Sunday, April 12, 2015

Goodbye Hermana Chantrill, Hello Semana Santa

My mission seems to be flying by on the wings of a diving falcon - I entered the MTC on April 14, 2014, so I'm almost exactly 2/3 done (or a year out of my 18 months). How in the world did that happen?  My companion, Hermana Chantrill (I can say Linda now :) ) left a few weeks ago to join her son in Hawaii by way of Montana.
 I really miss her, but am getting used to going it alone. What's with my companions and Hawaii?  My MTC companion went to Hawaii (the PCC) when she left me too! At least she's going to a great place, with family even. I took over her work, so I have plenty to keep me busy, which helps. No sign of a new companion, which means I'll probably be alone the last 6 months (it takes 5 or 6 months for visas, etc. - we just got the notifications for the missionaries coming in September). Good thing there are great people in the office!
The other major event was Conference and Easter. "Easter" is Semana Santa, or the Holy Week here, and yes, it lasts a full week with kids on vacation and parades (actually penance processions) every night leading up to Good Friday (which is the night I caught the procession), and of course Easter. Unlike the Three Kings (Christmas) parade, these processions are much more solemn - no candy throwing.
    Groups of men from a "Brotherhood", which is usually a group of Catholic families that have passed down the tradition (some clear from the Middle Ages) carry VERY heavy statuary or works of art of Christ and/or Mary (Pasos), gilded with gold etc. It takes 40 or 50 men to lift one, and they only go a short distance before putting it down a while to rest (it is carried on poles resting on their shoulders and is only lifted a few inches).
Also in the procession are solemn women carrying candles (didn't get a good picture of them), and groups of "nazarenos"  who wear robes (whose color depends on the group), and a hood (capirote) with a conical hat and flaps that hide the wearers face, so that they can show penitence while still hiding who they are.
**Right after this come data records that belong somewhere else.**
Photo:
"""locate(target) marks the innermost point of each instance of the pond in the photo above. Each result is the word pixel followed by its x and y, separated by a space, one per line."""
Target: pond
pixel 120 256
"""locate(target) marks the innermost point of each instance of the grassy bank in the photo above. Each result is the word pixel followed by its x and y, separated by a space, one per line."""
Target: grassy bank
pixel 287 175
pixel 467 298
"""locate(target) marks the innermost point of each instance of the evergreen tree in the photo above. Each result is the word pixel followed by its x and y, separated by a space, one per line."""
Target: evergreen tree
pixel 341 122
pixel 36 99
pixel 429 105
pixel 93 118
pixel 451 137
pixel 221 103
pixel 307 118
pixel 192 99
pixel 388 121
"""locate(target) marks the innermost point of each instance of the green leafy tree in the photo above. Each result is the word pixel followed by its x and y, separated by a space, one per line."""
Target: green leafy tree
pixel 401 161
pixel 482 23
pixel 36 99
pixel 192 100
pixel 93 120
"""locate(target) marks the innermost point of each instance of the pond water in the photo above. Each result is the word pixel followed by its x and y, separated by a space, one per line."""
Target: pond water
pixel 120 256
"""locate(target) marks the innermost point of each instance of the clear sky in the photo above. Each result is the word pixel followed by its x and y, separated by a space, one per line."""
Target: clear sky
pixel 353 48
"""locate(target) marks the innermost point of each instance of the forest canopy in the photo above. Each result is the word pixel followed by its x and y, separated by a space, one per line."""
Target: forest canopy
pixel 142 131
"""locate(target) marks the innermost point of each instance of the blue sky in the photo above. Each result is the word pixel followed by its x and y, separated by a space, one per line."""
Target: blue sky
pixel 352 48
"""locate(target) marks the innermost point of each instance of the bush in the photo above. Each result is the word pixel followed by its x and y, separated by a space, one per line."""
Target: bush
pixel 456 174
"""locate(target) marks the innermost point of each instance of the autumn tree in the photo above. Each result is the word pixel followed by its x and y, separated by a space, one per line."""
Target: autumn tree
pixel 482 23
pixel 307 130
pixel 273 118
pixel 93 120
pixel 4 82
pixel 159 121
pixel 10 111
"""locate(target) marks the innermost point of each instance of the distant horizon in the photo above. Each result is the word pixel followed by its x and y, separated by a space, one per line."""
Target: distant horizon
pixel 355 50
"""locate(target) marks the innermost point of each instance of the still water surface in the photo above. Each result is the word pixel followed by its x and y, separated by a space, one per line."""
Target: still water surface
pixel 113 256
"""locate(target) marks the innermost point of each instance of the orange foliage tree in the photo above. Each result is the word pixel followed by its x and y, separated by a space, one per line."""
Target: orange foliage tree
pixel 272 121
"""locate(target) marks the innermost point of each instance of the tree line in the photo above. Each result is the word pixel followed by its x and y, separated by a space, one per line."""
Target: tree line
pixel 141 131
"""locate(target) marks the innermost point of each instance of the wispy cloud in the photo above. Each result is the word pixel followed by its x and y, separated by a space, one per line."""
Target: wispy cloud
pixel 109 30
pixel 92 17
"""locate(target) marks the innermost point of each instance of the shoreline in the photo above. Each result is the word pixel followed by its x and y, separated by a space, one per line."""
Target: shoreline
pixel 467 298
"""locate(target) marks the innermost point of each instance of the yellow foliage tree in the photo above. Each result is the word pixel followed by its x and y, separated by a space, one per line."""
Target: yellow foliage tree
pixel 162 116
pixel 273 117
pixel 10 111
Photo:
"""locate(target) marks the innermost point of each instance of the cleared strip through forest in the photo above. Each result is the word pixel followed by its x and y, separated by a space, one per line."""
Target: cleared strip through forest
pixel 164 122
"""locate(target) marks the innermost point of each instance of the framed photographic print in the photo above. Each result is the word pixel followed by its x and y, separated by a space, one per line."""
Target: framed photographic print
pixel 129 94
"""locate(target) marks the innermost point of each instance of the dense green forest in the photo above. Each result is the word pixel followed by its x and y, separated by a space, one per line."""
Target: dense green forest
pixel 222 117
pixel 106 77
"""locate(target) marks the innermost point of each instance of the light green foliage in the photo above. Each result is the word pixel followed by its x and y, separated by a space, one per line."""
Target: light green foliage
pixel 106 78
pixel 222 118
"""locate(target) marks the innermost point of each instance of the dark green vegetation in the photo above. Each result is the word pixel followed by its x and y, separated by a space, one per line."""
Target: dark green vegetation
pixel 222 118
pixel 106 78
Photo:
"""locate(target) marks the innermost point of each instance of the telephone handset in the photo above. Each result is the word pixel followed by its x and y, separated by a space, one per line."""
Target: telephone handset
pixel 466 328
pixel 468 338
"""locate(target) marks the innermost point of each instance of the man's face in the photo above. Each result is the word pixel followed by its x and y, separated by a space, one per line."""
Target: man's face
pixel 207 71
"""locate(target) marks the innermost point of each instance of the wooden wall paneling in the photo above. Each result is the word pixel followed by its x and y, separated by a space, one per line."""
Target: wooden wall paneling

There was also a rifle drill team and a couple of marching bands. And lots of slow, solemn drumming. It went down the street near my apartment, so I didn't have to stand around waiting long (I just ran out when I heard the drumming).
There were a lot of people since it was Good Friday (there was a little festival down by the beach too, with lots of food - a Spanish tradition - and music and dancing. Forgot my camera for that though), so I was back a ways and had to lift my camera way over my head.
This is another Paso of Mary. The men would move to the beat of the drum, and the whole thing would sway back and forth  - very solemn and dignified.
One thing that I love about my mission here in Spain is getting to experience its rich culture and history without having to rush through. I love the people and all that I have been able to learn and do.  Most of all, though, I love serving my Lord and Savior, Jesus Christ, which is really what this season is all about.

Which brings me to General Conference, something I (along with so many others) enjoyed so much this Easter Sunday. The major theme seemed to be Christ and His atonement, and there were many talks I loved and have already savored many times. The Fuengirola missionaries got to go up to the Mission home and have a potluck breakfast before listening to the Saturday afternoon session (it starts at 10pm here, so I fell asleep for most of it the night before), so it was especially great enjoying it with my friends. There are some awesome people serving here!  And I leave you with a symbol of what it's all about to me... the Living Christ, as shown in this sand sculpture of the Last Supper, prefiguring Christ's atonement and Resurrection. He lives!  And I love him so much, and am so grateful to him for everything I have, am able to enjoy, and am. Thank you!

1 comment:

  1. Wow! 6 more months? Going to be fun, but even more fun (for me at least) to have you home. We have an electronic photo frame and I put the camera memory cards from the mission in it so we have a constant reminder of the mission experiences. Sooooo great. It's almost hard to think we were really in Spain now. We have been home nearly the same amount of time you have left. I love your posts and photos. You take care of yourself!!! Love you!